# freedom disintagrates in New York



## michigander (Mar 26, 2008)

http://www.thetruthaboutguns.com/20...ns-new-york-sending-gun-confiscation-notices/


----------



## Cornhusker (Mar 20, 2003)

Welcome to Obamanation, the leftist's dream world where you and I have no rights and Obama's mobs of fan boys can prey on citizens at will.
A government that disarms it's citizens is no longer of the people, by the people or for the people, it's tyranny plain and simple


----------



## Hollowdweller (Jul 13, 2011)

I would never live in NY.

However it has nothing to do with Obama.

It has everything to do with the state of NY and the representatives that the people have elected there.

The other thing is has to do with is people feeling unsafe because of the spate of mass shootings.

The people of NY have the power to stop or reverse laws like this. All they have to do is to go to the polls. The people in Colorado sure sent a message didn't they?

The biggest danger to the right to own and use guns is not "liberals" or "Obama" .

It is people who shoot people with guns, either mass shooters or just plain criminals.

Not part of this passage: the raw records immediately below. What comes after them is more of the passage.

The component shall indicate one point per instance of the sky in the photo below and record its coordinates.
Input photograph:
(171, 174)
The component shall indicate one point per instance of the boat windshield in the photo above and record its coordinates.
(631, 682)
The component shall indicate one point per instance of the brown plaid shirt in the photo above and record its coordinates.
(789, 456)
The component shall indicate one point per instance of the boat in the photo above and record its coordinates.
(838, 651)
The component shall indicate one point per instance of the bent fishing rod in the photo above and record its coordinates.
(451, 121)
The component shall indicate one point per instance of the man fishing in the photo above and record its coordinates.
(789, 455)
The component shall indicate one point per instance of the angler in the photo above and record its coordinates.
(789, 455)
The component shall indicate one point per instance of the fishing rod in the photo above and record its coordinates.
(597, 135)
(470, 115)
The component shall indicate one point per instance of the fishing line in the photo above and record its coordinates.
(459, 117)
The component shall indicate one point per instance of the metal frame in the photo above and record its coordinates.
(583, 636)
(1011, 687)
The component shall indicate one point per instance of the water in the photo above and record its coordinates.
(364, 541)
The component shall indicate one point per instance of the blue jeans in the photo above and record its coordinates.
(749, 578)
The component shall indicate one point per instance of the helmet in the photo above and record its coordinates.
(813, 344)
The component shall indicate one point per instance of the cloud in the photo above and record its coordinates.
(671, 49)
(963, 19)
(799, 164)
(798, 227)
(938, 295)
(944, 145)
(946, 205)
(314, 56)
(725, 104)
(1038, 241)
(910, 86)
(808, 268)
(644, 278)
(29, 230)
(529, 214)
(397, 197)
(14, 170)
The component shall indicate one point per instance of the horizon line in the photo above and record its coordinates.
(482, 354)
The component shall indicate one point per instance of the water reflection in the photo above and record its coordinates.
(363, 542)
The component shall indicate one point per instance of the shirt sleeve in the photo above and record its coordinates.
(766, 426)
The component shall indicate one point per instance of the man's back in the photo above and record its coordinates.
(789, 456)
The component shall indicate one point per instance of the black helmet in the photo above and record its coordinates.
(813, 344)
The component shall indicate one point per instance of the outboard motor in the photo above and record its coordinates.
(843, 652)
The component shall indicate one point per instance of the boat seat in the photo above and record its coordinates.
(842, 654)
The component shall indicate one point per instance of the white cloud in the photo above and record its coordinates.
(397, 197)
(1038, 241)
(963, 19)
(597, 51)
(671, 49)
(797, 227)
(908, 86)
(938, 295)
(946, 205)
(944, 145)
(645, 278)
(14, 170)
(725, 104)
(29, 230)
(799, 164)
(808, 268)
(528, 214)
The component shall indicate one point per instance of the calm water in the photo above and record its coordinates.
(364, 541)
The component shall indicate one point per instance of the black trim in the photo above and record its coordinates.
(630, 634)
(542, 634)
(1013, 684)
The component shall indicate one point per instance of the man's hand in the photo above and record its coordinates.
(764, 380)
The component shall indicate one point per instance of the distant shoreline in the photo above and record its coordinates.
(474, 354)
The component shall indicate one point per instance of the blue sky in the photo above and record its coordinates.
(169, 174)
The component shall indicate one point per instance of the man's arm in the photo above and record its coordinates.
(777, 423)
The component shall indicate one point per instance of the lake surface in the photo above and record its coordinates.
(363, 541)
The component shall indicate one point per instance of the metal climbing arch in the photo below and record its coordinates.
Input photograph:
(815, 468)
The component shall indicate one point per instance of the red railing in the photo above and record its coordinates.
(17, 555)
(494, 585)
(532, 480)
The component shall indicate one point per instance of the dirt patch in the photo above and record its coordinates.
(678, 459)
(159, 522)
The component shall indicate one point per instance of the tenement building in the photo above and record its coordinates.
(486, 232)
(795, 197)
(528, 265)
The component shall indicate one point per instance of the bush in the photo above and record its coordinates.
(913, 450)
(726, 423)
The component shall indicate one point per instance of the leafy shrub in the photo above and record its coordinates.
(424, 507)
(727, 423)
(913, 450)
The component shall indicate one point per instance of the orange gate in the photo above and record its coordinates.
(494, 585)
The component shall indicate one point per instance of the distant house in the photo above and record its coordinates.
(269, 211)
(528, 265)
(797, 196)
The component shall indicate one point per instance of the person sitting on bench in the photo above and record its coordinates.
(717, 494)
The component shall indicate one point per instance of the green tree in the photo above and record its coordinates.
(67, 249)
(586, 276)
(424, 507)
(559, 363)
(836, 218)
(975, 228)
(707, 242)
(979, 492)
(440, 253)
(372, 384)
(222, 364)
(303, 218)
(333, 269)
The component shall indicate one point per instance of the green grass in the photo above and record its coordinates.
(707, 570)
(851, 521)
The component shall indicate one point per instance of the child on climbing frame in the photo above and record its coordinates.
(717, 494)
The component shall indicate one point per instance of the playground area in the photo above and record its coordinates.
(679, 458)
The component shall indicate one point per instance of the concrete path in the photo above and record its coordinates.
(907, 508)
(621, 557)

When a certain critical number of citizens feel unsafe due to guns there is a call for gun control of some kind.

Also even if they are not really unsafe in urban areas people really have no history of recreational or sporting uses of firearms and therefore are more willing to enact controls that those of us who enjoy guns would oppose.

Many on the gun owning side give the reply that if more people had guns then there would be less of this stuff and that is their answer.

However this is not borne out by the facts nor do the majority of people in more urban states accept this argument.

Recently the bill expanding back ground checks failed. To me a gun owner this was not a bad bill and might have resulted in one or two less mass shootings, but with republicans having the ability to block it it did not pass.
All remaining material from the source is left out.